After recounting his emotional life on the run as a teenager and his subsequent work with the FBI -- some of which was portrayed in the 2002 film, in which he was played by Oscar-winning actor Leonardo DiCaprio -- Abagnale said he has been involved in working on most of the major breaches that have hit the headlines, including the Equifax breach. The lesson learned from all those breaches: "Every breach occurs because somebody in that company did something they weren't supposed to do or somebody in that company failed to do something they were supposed to do," he told attendees. "Hackers do not cause breaches. People do. Hackers just wait for people to give them the opening to hack the system."

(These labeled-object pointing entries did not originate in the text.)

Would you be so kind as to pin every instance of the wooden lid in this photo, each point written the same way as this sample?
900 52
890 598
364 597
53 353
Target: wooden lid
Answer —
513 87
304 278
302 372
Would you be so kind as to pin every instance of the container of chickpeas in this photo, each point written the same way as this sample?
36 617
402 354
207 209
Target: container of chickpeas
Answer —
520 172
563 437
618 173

The breach of the credit reporting agency Equifax, which has exposed the personal information of 145.5 million Americans, for example, was a result of the company not maintaining its infrastructure with the proper security. "Obviously they didn't keep up their infrastructure. Their technology, their negligence, caused the hacker to have access," Abagnale said.
Abagnale, who lives in South Carolina, pointed out that when 3.8 million tax returns were stolen from the state of South Carolina in 2012, the state initially claimed no one in government was at fault. Abagnale's response: "That would be literally impossible. After a two month investigation, it turned out an employee took a laptop home they weren't supposed to take home. They used it on an unsecured environment on an unsecured wireless system and the hacker got into the tax revenue office and stole 3.8 million tax returns of the citizens of South Carolina."